The Sleepover Parent Guide
A fun premise and fine acting can't compensate for serious plot holes.
Parent Movie Review
The Finches are an average suburban family, or at least that’s what they appear to be. After their parents are kidnapped by criminals, Clancy (Sadie Stanley) and Kevin (Maxwell Simkins) learn that their mom, Margot (Malin Akerman), is a former thief who has been living in the witness protection program after testifying against a criminal mastermind. While being forced to carry out one last job with her former partner, Leo (Joe Manganiello), Margot leaves clues behind for her children to follow so they can, hopefully, save the day.
The Sleepover is one of those movies that demands a great deal of suspension of disbelief. The story makes a lot of illogical choices, both in the plot and in the action. The writers seem to have bent over backwards to make sure the kids don’t get any adult help on their adventure, which includes them willfully choosing to not accept the help of a US Marshal, even though he is working toward the same goal. There is also a car chase scene where a minivan is able to easily keep up with a sports car. Minivans may be practical, but fast they are not. I’m ok with some suspension of disbelief, especially in a family film, but the illogical nature of parts of the story made it frustrating to watch. Along with that, The Sleepover can’t seem to decide what genre it wants to be. It tries to be both a treasure hunt and a heist at the same time, without fully committing to either. It feels disjointed and muddled. Perhaps a director with a stronger vision could have given this promising premise more life on screen.
There are positives to be found in this production, however. The cast has a few bright spots, including Maxwell Simkins, who brings a surprising amount charm and natural comedic talent for an actor so young. Ken Marino is obviously having a blast playing the children’s awkward father, Ron. Considering what he was given to work with, he does a fine job of juggling his role as both the grounding presence and the comic relief in the family. Clancy’s best friend, Mim (Cree Cicchino), is also a standout from both a character and acting perspective.
Where the film really fails, at least in my opinion, is in its themes. I think the intention is to send the message that crime doesn’t pay, and that normal life isn’t boring. The message I got, however, is that crime leads to exciting adventures, wealth, and excitement and normal suburban life is monotonous. Along with not knowing what genre it is, this movie can’t seem to decide what it wants to teach its audience.

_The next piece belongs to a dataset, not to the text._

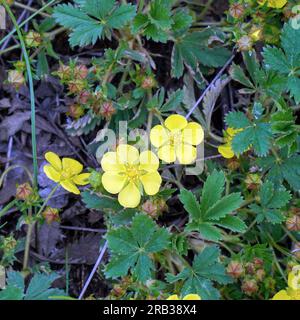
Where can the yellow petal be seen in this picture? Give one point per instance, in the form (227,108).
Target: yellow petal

The Sleepover is not necessarily a bad movie. It’s a passable attempt at family entertainment and it’s sufficiently funny to be watchable, but it has enough glaring flaws and content concerns that I wouldn’t recommend adding it to the top of your Netflix queue.Directed by Trish Sie. Starring Sadie Stanley, Maxwell Simkins, Malin Akerman, Ken Marino. Running time: 103 minutes. Theatrical release August 21, 2020. Updated August 21, 2020
Watch the trailer for The Sleepover
Rating & Content Info
Why is The Sleepover rated TV-PG? The Sleepover is rated TV-PG by the MPAA
Violence: Numerous fight scenes including hand to hand combat, fighting with a metal pole, and throwing various objects. Characters are seen holding guns and threatening to shoot them, though no people are actually shot. A chandelier falls on someone, knocking them out. A man is knocked out by a kick to the head. A man has a knife held to his throat. Some unoccupied cars accidently explode. There is a car chase scene that ends in a minor crash. No blood or major injuries are ever shown.
Sexual Content: A boy looks at a teen girl’s behind and his sister tells him to “stop being a perv”. A boy carries a teen girl on his back and later tells his friend he “felt boob”. A reference to a cavity search. A married couple kiss. A man kisses a married woman in front of her husband.
Profanity: Some mild insults including loser, freak, nerd, and weird. Over 20 uses of terms of deity.
Alcohol / Drug Use: Teens at a party are seen holding plastic cups in the background, but there is no indication of whether the drinks are alcoholic or not.
Page last updated August 21, 2020
The Sleepover Parents' Guide
Why did Margot give up her life of crime? What did she gain by doing that? What consequences do the criminals in this movie face?